Past projects of colonizing Mars involved sending robotic crafts to Red Planet to set up bases that scientists can later use it, and this time the engineers plan to turn the barren and cold world into sustainable environment for human life to thrive.
Living and performing experiments from close environments or with the astronaut suit on seem not to satisfy the Pentagon. Spokesperson from DARPA said that while terraforming the planet may be lengthy and expensive process it is no longer a Sci-Fi story.
Alicia Jackson from the Biological Technologies Office at the Pentagon’s DARPA said, “For the first time, we have the technological toolkit to transform not just hostile places here on Earth, but to go into space not just to visit, but to stay.”

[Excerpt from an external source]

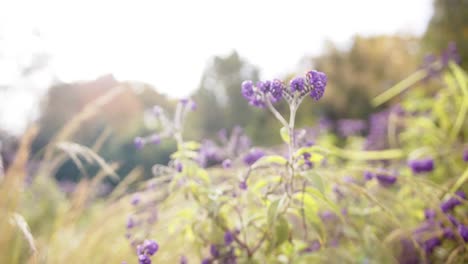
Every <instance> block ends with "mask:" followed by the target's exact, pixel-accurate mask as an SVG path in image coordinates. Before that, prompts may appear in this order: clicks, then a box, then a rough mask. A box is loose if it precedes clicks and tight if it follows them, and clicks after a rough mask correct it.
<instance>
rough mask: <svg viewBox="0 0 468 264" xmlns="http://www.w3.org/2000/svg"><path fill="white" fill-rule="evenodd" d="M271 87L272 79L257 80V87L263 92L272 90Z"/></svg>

DARPA researchers hope that current technology may allow them to transform the harsh, isolated world into a more Earth-like planet.
Genetically modified organisms they plan to ship off to Mars must be different from anything we are accustomed with. They must survive extreme temperatures that can reach up to minus 100 degrees F or minus 73 degrees at the equator, the thin atmosphere which is composed of carbon dioxide, low gravitation and lack of liquid water.
But the researchers at DARPA are not easily discouraged as they say the plants and algae they would genetically modify would be able to warm up the planet and even change its atmosphere and hydrological system.
And terraformation does just that, it deliberately modifies a planet’s harsh environment to allow humans to live it.
Ms. Jackson said that DARPA has access to the Google Maps of genomes, which is a huge database of genetic material gathered from hundreds of thousands of living organisms found on Earth. The database allows researchers to quickly find a gene and combine it with a set of other genes to create brand new life forms that can thrive in the Martin landscape.
DARPA before sending those organisms to Mars plans to first test them on Earth in locations that no human can survive. Researchers had been thinking about releasing them in places damaged by natural or human-made disasters to see if they truly are able restore the sites to pre-disaster conditions.